There’s always something irresistible about films that explore creative minds. From Amadeus to Shakespeare in Love, we are obsessed with trying to understand how artists work and where their ideas come from. Perhaps this is with the faint hope that whatever magic they were able to find might happen to rub off on us.
The Book of Solutions (2023), a French dramedy directed by Michel Gondry, is a film about making a film. It delves into the anatomy of the creative mind, from the highs of an inspiration “flow” to the depths of rejection and inadequacy.

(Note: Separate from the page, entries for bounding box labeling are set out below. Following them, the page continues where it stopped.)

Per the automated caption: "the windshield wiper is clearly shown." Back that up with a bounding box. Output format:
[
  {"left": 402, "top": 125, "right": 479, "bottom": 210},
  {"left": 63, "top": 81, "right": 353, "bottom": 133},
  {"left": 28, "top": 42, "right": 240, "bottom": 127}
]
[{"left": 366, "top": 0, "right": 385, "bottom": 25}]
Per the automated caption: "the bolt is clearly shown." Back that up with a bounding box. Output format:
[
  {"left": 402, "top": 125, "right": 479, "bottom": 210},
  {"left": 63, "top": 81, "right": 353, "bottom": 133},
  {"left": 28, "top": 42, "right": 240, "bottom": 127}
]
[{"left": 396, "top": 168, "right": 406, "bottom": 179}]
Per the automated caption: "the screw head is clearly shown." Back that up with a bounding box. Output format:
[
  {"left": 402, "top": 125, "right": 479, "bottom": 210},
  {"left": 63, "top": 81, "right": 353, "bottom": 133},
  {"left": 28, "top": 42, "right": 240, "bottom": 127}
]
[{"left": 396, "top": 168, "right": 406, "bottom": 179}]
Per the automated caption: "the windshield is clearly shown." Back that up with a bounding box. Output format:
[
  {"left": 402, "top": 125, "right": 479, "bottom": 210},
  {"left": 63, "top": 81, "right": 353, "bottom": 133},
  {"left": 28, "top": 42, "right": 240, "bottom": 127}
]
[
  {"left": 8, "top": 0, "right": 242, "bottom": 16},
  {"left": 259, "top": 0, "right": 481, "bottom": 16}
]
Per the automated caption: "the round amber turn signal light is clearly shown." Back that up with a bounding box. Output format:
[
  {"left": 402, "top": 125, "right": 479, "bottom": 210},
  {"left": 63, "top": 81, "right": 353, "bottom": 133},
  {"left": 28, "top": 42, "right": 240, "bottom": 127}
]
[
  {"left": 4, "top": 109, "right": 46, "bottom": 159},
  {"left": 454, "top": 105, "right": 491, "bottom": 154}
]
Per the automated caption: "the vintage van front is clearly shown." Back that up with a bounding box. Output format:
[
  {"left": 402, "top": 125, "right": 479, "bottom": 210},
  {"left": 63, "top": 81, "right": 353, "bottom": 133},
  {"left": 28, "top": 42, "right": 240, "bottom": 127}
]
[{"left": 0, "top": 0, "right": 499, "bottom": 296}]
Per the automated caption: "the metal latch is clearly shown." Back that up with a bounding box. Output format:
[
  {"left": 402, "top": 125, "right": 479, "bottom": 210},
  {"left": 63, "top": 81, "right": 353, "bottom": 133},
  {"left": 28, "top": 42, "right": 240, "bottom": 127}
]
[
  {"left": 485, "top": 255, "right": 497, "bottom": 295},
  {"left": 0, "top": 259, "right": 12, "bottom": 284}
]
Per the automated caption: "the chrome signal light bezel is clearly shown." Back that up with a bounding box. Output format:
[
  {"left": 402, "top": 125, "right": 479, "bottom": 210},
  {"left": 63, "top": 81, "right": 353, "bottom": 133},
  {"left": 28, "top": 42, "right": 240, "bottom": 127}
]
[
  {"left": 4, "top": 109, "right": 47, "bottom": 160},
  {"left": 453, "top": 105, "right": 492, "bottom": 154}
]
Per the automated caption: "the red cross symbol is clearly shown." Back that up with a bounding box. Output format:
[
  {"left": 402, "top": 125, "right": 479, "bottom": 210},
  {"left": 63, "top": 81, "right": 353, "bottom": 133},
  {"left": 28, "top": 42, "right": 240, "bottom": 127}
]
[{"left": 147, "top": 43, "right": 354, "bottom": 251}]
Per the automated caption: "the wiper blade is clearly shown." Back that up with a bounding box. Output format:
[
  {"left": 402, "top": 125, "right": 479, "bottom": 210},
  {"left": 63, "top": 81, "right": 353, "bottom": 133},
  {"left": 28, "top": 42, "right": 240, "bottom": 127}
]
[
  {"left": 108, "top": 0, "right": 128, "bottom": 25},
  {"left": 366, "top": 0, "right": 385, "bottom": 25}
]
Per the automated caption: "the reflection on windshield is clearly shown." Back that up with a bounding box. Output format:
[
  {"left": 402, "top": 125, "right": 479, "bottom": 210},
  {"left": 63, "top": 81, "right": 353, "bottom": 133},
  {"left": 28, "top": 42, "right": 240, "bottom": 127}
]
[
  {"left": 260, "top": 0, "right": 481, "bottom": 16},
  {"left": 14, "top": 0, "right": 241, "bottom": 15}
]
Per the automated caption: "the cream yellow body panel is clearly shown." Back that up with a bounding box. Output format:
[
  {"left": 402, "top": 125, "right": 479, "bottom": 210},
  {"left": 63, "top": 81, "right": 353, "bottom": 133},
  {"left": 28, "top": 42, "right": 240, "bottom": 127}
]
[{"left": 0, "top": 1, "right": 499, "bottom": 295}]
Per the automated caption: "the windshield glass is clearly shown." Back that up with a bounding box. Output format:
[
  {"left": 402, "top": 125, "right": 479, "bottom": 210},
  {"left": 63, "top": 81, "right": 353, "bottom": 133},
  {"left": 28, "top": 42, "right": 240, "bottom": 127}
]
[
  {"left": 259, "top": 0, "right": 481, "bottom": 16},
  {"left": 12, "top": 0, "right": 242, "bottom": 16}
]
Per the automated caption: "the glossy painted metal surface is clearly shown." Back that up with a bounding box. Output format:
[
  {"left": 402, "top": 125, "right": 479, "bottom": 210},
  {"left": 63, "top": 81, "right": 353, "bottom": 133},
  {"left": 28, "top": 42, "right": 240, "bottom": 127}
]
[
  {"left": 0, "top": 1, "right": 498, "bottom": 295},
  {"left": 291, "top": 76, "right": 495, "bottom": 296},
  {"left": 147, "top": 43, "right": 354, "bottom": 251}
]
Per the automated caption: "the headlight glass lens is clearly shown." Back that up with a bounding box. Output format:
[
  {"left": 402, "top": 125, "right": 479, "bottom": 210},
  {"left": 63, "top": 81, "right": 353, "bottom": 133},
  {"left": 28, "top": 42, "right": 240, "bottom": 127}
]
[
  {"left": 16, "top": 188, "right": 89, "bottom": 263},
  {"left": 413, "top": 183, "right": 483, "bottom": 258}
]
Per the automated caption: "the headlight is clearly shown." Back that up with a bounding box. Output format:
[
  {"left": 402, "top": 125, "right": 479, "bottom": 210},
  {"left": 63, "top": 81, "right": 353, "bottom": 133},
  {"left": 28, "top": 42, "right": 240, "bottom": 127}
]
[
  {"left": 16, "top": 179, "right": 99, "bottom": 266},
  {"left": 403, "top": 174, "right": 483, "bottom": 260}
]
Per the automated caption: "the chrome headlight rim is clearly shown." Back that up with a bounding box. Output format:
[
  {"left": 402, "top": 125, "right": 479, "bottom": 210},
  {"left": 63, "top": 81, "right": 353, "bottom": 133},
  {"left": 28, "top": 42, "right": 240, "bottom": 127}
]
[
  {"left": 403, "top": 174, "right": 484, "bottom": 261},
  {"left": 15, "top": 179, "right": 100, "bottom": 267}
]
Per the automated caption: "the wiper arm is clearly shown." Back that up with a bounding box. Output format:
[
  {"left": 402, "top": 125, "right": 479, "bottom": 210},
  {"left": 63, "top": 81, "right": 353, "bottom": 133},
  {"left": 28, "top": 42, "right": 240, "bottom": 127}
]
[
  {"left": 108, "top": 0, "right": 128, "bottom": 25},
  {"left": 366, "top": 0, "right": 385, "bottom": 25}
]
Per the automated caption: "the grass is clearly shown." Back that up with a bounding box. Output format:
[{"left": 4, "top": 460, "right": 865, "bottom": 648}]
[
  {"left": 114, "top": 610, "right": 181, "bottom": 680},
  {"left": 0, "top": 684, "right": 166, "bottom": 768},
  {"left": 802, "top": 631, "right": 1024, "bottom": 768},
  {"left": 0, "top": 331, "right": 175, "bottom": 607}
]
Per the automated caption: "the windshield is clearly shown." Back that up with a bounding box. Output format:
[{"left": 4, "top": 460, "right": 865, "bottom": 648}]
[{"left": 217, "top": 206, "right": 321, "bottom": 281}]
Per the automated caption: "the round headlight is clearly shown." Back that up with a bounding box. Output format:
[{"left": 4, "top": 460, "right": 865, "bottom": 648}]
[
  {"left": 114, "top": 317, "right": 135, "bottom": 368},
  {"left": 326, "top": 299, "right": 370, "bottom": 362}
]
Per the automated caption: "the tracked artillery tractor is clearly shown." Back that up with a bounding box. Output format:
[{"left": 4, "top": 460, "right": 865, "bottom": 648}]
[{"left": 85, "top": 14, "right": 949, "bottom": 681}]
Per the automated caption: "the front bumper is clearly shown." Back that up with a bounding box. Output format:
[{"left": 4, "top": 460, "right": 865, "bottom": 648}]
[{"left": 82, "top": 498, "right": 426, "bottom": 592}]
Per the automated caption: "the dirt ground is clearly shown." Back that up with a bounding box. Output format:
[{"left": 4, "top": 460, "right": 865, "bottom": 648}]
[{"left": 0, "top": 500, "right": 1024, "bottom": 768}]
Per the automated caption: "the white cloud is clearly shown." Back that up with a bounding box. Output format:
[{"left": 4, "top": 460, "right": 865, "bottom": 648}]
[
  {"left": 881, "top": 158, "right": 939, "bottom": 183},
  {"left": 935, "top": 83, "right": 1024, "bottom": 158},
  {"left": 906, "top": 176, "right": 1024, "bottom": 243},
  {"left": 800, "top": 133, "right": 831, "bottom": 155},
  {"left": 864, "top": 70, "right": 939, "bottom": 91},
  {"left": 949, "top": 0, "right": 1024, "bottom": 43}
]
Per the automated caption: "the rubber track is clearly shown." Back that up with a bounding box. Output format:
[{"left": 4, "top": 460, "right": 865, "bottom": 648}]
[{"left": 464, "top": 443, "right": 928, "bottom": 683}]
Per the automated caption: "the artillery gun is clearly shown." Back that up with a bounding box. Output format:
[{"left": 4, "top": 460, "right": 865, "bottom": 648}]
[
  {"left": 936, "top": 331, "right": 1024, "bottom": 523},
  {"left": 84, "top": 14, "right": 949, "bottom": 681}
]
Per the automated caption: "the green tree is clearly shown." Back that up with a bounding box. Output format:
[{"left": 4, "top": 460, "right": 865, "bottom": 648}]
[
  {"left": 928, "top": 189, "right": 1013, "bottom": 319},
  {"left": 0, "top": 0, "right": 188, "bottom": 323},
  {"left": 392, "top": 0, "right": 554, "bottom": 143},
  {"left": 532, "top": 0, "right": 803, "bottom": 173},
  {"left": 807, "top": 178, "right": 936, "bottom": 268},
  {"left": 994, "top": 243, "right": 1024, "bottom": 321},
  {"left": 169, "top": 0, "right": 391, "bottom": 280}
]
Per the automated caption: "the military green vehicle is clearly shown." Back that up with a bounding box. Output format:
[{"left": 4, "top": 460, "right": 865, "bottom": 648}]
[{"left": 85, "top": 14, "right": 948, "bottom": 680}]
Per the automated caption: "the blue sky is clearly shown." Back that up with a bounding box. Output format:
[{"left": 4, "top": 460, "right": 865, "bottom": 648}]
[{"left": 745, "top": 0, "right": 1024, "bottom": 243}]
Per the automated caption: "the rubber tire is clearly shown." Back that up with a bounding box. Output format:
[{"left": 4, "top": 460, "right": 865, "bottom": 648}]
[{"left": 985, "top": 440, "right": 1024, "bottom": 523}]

The film’s protagonist, Marc (Pierre Niney), is a director. He becomes the clichéd embodiment of the struggling artist after his latest film is dropped by a Parisian production company. Hoping to find inspiration for a new film, Marc escapes to a quaint Cévennes village to stay with his aunt Denise (Francoise Lebrun) and spend time with his editing crew, Charlotte (Blanche Gardin) and Sylvia (Frankie Wallach). But, while this change of scenery unleashes a tidal wave of ideas, Marc inches closer towards madness.
Gondry captures Marc’s chaotic mental state in a style that is fittingly disordered. Over the course of the film, he builds a pastiche of mismatched scenes that span several genres. For instance, an elegant montage of the Cévennes region is placed beside a stop-motion animation sequence about a talking fox.
Later in the film, an action-packed shoot-out scene reminiscent of a James Bond movie is interrupted by a cooking video where Denise lovingly instructs us how to make grattin aux pates. While these rapid shifts in style prevent the film from achieving a sense of unity, they do allow us to step-inside Marc’s disjointed mind, even if this does leave us baffled at times.
Marc’s “masterpiece”, a treatise on creativity called ‘The Book of Solutions’, becomes a motif that guides us through this lack of unity. Marc reads excerpts from his book through a series of recurring voiceovers. Among his long digressions on the nature of creativity, his main ‘rules’ include “Learn by doing” and “Don’t listen to others.”
While these rules are insightful, the voiceovers become too introspective. We spend more time inside Marc’s mind than we initially bargained for and the film itself begins to drag.
Gondry seems to switch between parodying Marc’s narcissism and sympathising with his self-doubt. In one memorable scene, Marc wants to record a score for his new film. He hires an entire orchestra but decides to fire the conductor and direct the musicians himself, despite having no musical experience. Gondry celebrates Marc’s courage here – the rule “Learn by doing” is flashed across the screen — and seems to overlook his sheer arrogance, which becomes increasingly off-putting.
Despite pushing forty, Marc is still a child at heart. Although Gondry seems to romanticise this fact — he uses a whimsical piano motif by Étienne Charry to suggest a quaint kind of innocence — I quickly became irritated by Marc’s man-child behaviours, especially his treatment towards his female crew.
Marc frequently abuses Charlotte and Sylvia, throwing temper tantrums when things don’t go his way. In one instance, he becomes so angry he throws a pile of plates down the stairs. But Gondry frames these outbursts as the inevitable consequence of creativity. He does not want us to criticise Marc’s actions, but sympathise with the difficulties he endures as an artist.
While Gondry has effectively portrayed the creative mind at work, the film becomes less about its initial themes of creativity and the complexity of finding inspiration, and more focused on the delicate male ego.
Ultimately, there is only so much of Marc’s self-indulgent introspection we can take. It is a shame Gondry failed to realise just how irritating his protagonist really is.
The Book of Solutions (2023) played at the 2024 Alliance Française French Film Festival.